U of T study identifies how Epstein–Barr virus reprograms human genes during infection

Findings show a viral protein activates a large cluster of microRNAs usually seen only in early development

A study from the University of Toronto’s Department of Molecular Genetics has identified how the Epstein–Barr virus (EBV) alters human gene regulation during infection. The findings show that a viral protein, BZLF1, activates a cluster of human microRNAs (miRNAs) typically expressed only in embryonic cells.

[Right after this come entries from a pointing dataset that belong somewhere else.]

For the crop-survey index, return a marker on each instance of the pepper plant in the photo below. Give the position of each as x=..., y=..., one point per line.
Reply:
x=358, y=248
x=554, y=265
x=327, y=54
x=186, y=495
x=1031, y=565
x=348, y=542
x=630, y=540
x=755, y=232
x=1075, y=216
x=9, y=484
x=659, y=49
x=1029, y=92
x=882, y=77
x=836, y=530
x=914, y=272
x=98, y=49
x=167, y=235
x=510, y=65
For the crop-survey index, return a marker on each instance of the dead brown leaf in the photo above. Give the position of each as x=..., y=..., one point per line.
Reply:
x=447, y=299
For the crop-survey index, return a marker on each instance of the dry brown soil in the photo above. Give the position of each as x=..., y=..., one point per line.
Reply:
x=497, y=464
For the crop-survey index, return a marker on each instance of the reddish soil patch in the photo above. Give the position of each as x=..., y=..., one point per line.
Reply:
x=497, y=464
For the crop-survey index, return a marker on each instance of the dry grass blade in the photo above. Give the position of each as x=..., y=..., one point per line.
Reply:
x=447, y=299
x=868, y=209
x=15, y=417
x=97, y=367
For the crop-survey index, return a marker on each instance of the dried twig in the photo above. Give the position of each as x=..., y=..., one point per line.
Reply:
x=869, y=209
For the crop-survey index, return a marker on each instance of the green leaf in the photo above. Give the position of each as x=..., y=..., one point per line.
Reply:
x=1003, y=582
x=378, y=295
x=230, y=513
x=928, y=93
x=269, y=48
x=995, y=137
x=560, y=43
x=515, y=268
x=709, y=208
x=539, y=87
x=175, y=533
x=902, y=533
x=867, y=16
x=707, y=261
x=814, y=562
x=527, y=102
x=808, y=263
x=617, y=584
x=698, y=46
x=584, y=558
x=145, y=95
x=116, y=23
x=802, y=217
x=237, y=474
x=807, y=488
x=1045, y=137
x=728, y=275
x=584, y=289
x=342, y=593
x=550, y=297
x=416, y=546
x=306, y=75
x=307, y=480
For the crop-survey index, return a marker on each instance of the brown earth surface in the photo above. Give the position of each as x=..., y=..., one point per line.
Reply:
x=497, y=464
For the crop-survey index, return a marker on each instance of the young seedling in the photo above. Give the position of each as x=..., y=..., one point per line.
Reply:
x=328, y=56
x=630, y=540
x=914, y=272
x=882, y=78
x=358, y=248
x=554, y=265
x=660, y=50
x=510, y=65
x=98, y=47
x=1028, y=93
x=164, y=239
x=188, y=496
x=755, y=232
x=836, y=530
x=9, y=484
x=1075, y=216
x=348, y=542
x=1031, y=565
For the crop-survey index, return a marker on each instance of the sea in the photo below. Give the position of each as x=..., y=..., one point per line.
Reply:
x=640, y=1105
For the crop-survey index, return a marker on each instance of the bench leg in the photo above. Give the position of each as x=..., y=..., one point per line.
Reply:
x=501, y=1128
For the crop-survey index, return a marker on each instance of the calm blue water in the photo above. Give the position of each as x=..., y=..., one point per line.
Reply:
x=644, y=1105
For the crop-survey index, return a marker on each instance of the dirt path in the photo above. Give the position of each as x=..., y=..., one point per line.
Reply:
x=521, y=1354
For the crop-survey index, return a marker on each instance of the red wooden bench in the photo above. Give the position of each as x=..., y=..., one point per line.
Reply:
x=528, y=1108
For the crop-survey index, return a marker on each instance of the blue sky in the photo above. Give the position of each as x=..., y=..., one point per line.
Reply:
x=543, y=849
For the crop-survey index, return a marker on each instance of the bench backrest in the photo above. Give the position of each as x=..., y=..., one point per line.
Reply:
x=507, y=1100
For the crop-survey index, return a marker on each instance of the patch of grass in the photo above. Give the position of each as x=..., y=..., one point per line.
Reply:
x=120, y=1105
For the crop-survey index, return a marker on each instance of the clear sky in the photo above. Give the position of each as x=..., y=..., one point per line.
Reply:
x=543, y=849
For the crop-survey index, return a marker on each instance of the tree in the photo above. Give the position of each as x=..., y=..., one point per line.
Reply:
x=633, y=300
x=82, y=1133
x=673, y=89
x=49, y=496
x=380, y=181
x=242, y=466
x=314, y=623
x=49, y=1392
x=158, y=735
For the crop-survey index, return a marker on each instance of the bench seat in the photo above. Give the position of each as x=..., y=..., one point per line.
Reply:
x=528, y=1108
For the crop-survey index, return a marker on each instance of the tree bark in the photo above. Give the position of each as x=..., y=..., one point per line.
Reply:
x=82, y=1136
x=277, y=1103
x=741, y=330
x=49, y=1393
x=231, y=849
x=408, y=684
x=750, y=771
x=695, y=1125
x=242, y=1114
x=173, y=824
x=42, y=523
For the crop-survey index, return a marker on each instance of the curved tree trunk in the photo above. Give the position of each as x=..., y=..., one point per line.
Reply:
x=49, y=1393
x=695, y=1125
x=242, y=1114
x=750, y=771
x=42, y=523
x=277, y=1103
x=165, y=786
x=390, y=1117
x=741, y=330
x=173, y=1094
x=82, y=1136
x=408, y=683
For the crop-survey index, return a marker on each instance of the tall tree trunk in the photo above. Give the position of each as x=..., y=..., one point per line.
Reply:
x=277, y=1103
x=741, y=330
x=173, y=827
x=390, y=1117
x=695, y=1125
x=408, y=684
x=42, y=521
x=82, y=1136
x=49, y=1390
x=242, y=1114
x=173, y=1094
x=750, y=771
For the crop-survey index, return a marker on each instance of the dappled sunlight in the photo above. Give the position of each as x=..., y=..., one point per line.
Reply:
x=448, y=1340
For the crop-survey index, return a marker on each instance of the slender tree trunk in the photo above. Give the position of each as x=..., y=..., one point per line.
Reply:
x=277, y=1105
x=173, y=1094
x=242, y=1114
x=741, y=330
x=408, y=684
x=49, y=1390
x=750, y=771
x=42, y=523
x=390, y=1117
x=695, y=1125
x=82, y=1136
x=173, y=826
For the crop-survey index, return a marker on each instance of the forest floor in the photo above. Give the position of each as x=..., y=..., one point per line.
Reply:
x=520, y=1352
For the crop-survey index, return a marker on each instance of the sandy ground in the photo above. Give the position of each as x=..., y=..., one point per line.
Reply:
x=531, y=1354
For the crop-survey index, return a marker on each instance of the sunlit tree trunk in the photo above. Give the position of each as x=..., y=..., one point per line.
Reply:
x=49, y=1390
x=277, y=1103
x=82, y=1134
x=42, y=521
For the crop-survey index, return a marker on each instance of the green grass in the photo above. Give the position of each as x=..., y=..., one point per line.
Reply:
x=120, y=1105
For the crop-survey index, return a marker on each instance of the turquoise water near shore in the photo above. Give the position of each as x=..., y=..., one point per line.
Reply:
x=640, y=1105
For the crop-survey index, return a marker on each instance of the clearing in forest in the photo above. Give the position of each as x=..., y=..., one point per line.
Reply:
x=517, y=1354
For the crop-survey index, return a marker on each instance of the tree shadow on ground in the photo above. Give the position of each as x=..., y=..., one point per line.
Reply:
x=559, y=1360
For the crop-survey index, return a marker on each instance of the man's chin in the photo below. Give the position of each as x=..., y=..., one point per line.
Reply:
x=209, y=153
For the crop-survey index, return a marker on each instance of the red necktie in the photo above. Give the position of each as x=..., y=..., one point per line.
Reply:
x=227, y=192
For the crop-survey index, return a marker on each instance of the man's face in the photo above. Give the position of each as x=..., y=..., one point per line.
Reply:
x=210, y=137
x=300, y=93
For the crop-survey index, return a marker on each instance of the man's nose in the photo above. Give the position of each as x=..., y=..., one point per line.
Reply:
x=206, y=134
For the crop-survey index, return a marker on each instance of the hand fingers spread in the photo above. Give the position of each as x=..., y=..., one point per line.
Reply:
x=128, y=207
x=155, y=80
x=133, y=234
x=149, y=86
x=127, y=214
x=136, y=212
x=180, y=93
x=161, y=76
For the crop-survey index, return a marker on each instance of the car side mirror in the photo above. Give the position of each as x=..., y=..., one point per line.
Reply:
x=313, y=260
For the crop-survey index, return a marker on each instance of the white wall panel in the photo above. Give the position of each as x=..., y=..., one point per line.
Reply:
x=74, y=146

The research, published in PLOS Pathogens, was led by postdoctoral fellow Ashley Campbell and Professor Lori Frappier. Using RNA sequencing, the team compared cells containing dormant and active EBV infections.

“Our research identified microRNAs that change in expression when cells are latently or lytically infected with EBV,” said Campbell. “We found more than 100 miRNAs changed between latent and lytic infection, including a human miRNA, miR-409-3p, not previously associated with EBV, which promotes lytic infection.

MicroRNAs are short RNA molecules that regulate gene expression, helping control how genes are turned on and off in the cell. The Frappier Lab found that during EBV’s active phase, known as “lytic,” a viral protein called BZLF1 turns on the DLK1–DIO3 locus. This area of the human genome has many microRNAs and long noncoding RNAs.

This locus, also known as C14MC, is normally active only during embryonic development, when cells are rapidly dividing and differentiating into tissues. In adult cells, this region is silenced. The study shows that EBV reactivates this embryonic developmental program, creating cellular conditions that favour viral replication and persistence.

“This work is helping us understand how EBV is altering the cellular environment, including genetic pathways regulated by miRNAs during lytic infection,” said Campbell. “We are also identifying a new role for a viral protein, BZLF1, in activating the expression of transcripts where select miRNAs originate from within the human genome.”

The study also found that BZLF1 binds directly to regulatory regions of the DLK1–DIO3 locus. This binding triggers the expression of long noncoding RNAs like MEG8, MEG9, and MIR381HG, which produces miRNAs that help support viral replication.

 “We found that a viral protein, BZLF1, goes to the largest miRNA cluster in the human genome, C14MC,” Campbell explained. “However, we do not yet know what cellular factors are bringing it there.”

By identifying this mechanism, the study helps explain how EBV maintains infection in human cells and provides broader insight into its role in virus-associated diseases and cancers.

“In the long term, this work can help identify cellular pathways that are regulated and could be targeted to treat EBV-related diseases,” said Campbell. “We are also excited to look at other miRNAs found in the study, see what genes they are regulating, and their significance during EBV infection.”

This research was supported by the Canadian Institutes of Health Research (CIHR) and the Natural Sciences and Engineering Research Council of Canada (NSERC).